For Pyxis Oncology, engaging early with regulators is key. “When you’re developing something first-in-class, the best strategy is to be transparent about what you’re trying to solve, what biological or clinical question your study is answering that no one else has before.”

She also emphasized the importance of fit-for-purpose trial execution: defining inclusion criteria, endpoints and statistical analyses that capture both efficacy and quality of life.

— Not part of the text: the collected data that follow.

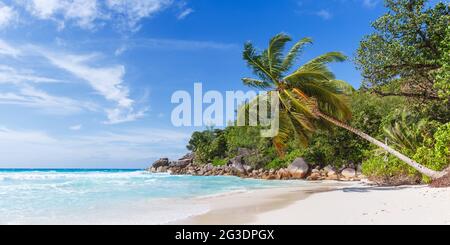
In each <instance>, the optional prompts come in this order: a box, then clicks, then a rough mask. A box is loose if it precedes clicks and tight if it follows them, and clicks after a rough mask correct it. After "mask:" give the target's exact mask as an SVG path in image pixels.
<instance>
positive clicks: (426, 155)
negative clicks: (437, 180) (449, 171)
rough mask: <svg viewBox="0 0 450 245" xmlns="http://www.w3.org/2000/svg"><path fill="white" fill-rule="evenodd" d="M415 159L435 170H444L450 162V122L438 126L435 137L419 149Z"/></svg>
mask: <svg viewBox="0 0 450 245" xmlns="http://www.w3.org/2000/svg"><path fill="white" fill-rule="evenodd" d="M413 159H414V160H415V161H418V162H420V163H422V164H423V165H425V166H427V167H428V168H431V169H433V170H438V171H440V170H443V169H444V168H446V167H447V166H448V165H449V164H450V123H447V124H444V125H442V126H441V127H439V128H438V130H437V131H436V133H435V134H434V137H433V138H429V139H426V141H425V145H424V146H422V147H419V148H418V149H417V152H416V154H414V156H413Z"/></svg>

“We have to remember that our endpoints represent real patient experiences,” she said. “If the patient feels better, moves better and lives longer, that’s meaningful data.”

Resilience, Curiosity and the Human Side of Biotech Leadership

Dr. Sullivan’s career has spanned management consulting, finance and Pfizer’s R&D strategy organization, culminating in leading two biotechs through pivotal growth stages. Throughout it all, curiosity and resilience have been guiding her work.

“What’s distinctive about our industry,” she said, “is that everyone, whether they’re a scientist, clinician or finance professional, is driven by curiosity and wanting to make a difference. Science is hard. It’s high stakes for patients, and it takes you in a million zigzags often before you get to where you need to go.”

She encourages early-career professionals to stay open to opportunities. “I never sat at Pfizer thinking, ‘I’m going to be a biotech CEO.’ I just stayed curious about how I could help scientists communicate their ideas and advocate for funding. That curiosity led me from one opportunity to the next.”

Her advice to the next generation: “Stay open-minded and resilient. Sometimes the right opportunity is one you didn’t plan for.”

She points to her current experience at Pyxis Oncology as proof: “I didn’t expect to wear the CMO hat, but it’s been one of the best developmental experiences of my career.”

The Next Chapter: ADCs, AI and Adaptive Trial Methodologies

Looking ahead, Dr. Sullivan envisions a future where ADC innovation intersects with AI-driven biomarker discovery, real-time data analytics and adaptive trial methodologies.

We’re entering a period where all the components, chemistry, biology, data science and regulatory innovation, are aligning,” she said. “It’s going to accelerate how we match the right therapies to the right patients.

– Dr. Lara Sullivan

For Pyxis Oncology, the immediate goal is clear: advance their first-in-concept ADC through upcoming data readouts, continue expanding its ADC pipeline and translate the hard-earned lessons of the last two decades into better therapies for patients facing some of the most aggressive cancers.

Dr. Sullivan said this is an especially exciting time for ADCs. It’s a moment when decades of scientific progress are converging to deliver more precise, transformative treatments for patients.